If by that you mean that he would be best to delete the existing code and start over, then I agree.

[yigster]

This is what I wrote to make it simple but it doesnt print out the way I would like it to :S pff

Code:

#include<stdio.h>
#include<stdlib.h>
#include<math.h>
main()
{
      unsigned int number,n,count,j,k,l,m,x;
      int i;
      
      printf("Please enter an integer between 1 and 33: ");
      scanf("%d",&n);
      number=pow(2,n);
      printf("\nNumber n of bits in the integers: %d\n",n);
      printf("Number of integers with n=4 bits: %d\n\n",number);
      count=0;
      
      for(k=0;k<number;k++)
      {
                           
                           j=k;
                           l=k;
                           for(i=0;i<number;i++)
                           {
                              
                                            if((j%2)==1)
                                            count++;
                                            j=j>>1;
   
                           }
                           printf("%d\t",k);
                           for(i=n-1;i>=0;i--)
                           {
                                             
                                             x = 1 << i;
                                             m = k & x;
                                             if( m == 0)
                                                  printf("0");
                                             else
                                                  printf("1");
                                               
                           }
                          printf(" Bit count:--> %d\n",count);
                            count=0;

                            
     }
      system("pause");
}

[quzah]

What does it print out, and how would you like it to print out? Figuring out what that difference is will go a long way in getting your problem solved.


Quzah.

[KCfromNC]

Go back and look at the pseudo-code I posted again. There are two main loops (plus two smaller ones to count bits and print them out). You only have one. There's a comparison there between the number of bits in the current number and another variable. That's also missing in your code.

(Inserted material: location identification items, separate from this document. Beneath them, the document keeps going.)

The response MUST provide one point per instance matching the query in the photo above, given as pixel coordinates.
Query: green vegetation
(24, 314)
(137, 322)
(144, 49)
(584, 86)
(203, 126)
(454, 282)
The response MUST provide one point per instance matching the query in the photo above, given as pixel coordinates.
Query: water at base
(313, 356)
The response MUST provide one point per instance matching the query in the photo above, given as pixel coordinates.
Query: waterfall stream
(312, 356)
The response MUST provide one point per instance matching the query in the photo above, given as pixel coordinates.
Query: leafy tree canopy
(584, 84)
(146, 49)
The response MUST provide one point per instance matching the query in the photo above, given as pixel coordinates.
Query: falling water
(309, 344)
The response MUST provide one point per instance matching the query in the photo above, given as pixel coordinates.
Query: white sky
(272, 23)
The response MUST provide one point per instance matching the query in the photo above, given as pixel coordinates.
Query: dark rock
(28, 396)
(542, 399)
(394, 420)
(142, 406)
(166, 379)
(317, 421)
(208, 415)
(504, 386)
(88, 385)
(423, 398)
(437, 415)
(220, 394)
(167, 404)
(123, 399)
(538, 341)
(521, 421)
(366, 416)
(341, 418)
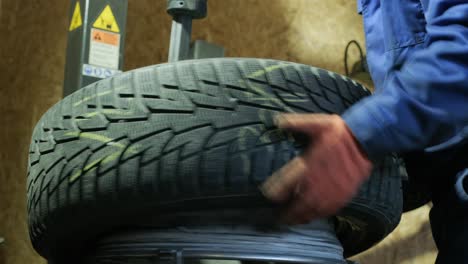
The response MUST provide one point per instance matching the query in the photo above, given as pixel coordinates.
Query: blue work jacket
(417, 52)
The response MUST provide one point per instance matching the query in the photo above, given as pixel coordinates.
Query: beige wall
(32, 47)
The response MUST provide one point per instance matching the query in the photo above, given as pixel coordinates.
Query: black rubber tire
(191, 135)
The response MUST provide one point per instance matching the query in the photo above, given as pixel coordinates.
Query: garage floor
(32, 48)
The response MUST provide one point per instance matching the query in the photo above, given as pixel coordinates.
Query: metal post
(180, 38)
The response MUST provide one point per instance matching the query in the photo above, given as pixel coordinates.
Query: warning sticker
(98, 72)
(106, 21)
(104, 49)
(76, 21)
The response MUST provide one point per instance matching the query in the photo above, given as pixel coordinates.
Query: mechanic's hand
(326, 177)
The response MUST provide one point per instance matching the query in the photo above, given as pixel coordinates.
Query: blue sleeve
(424, 101)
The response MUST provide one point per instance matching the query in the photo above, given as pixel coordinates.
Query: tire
(192, 135)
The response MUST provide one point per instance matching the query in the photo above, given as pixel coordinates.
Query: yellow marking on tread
(267, 70)
(96, 95)
(104, 160)
(269, 97)
(95, 137)
(106, 111)
(278, 100)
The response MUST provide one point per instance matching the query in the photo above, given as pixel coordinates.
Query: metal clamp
(183, 11)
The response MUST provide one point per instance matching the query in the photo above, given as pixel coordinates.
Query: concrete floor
(32, 48)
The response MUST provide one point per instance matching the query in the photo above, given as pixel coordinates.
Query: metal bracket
(183, 12)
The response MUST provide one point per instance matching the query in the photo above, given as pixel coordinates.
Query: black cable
(361, 54)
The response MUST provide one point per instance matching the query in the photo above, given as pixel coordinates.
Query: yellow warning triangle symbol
(106, 21)
(76, 19)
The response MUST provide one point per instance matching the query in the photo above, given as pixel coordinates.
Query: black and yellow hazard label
(106, 21)
(76, 21)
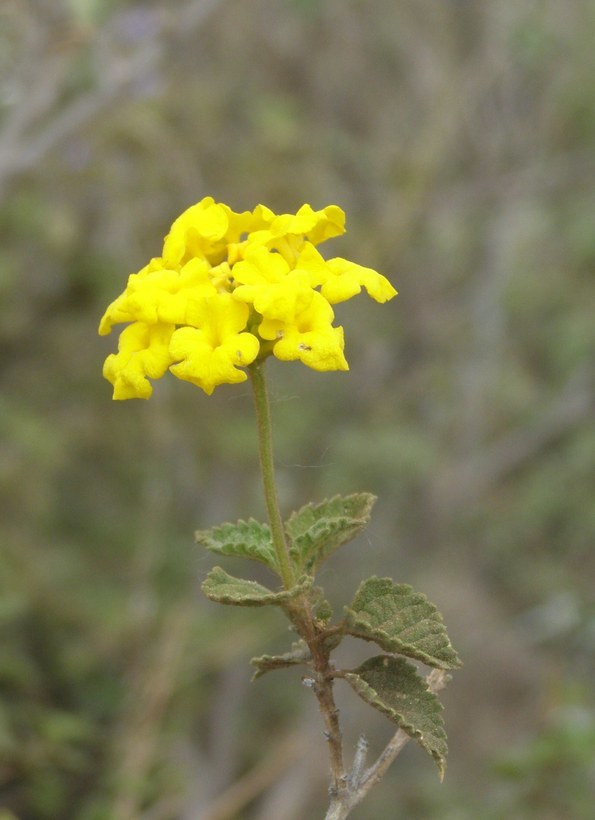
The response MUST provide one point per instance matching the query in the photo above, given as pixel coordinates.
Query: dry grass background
(458, 136)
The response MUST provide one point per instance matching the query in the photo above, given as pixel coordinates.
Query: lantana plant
(229, 291)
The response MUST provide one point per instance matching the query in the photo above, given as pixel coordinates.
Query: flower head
(229, 289)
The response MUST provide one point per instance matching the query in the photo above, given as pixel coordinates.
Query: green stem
(267, 466)
(300, 610)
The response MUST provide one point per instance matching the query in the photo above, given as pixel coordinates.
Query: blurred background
(458, 136)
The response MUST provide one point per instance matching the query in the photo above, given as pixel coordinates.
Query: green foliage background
(459, 139)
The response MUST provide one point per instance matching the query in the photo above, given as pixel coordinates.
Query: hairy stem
(267, 466)
(300, 609)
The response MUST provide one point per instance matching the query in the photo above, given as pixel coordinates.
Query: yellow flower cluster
(230, 288)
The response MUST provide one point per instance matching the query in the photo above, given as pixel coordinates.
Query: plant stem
(300, 609)
(267, 466)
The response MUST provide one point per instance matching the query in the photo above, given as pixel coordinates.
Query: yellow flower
(230, 288)
(346, 279)
(265, 280)
(311, 338)
(205, 231)
(211, 353)
(143, 351)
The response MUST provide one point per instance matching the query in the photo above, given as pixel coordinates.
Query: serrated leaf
(393, 686)
(317, 530)
(226, 589)
(248, 539)
(299, 654)
(400, 620)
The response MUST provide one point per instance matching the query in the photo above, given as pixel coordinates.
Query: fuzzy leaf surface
(393, 686)
(400, 620)
(317, 530)
(248, 539)
(299, 654)
(226, 589)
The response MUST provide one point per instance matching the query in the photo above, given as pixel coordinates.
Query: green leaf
(226, 589)
(299, 654)
(248, 539)
(393, 686)
(400, 620)
(317, 530)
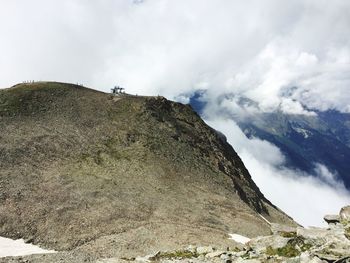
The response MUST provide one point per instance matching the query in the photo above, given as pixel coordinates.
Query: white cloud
(304, 197)
(165, 47)
(255, 49)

That's assuming you want to do what your original program did. As Quzah points out, we're not mind readers.

I would also double-check this line:

for(i=0;i<number;i++)

The stuff inside that loop is working on j, which is a copy of k. Why are you going through the loop <number> times? That's not the number of bits in the value you're counting bits in. It works, but it's doing way too many loops where j equals zero because you've shifted all of the bits out of it already (hint).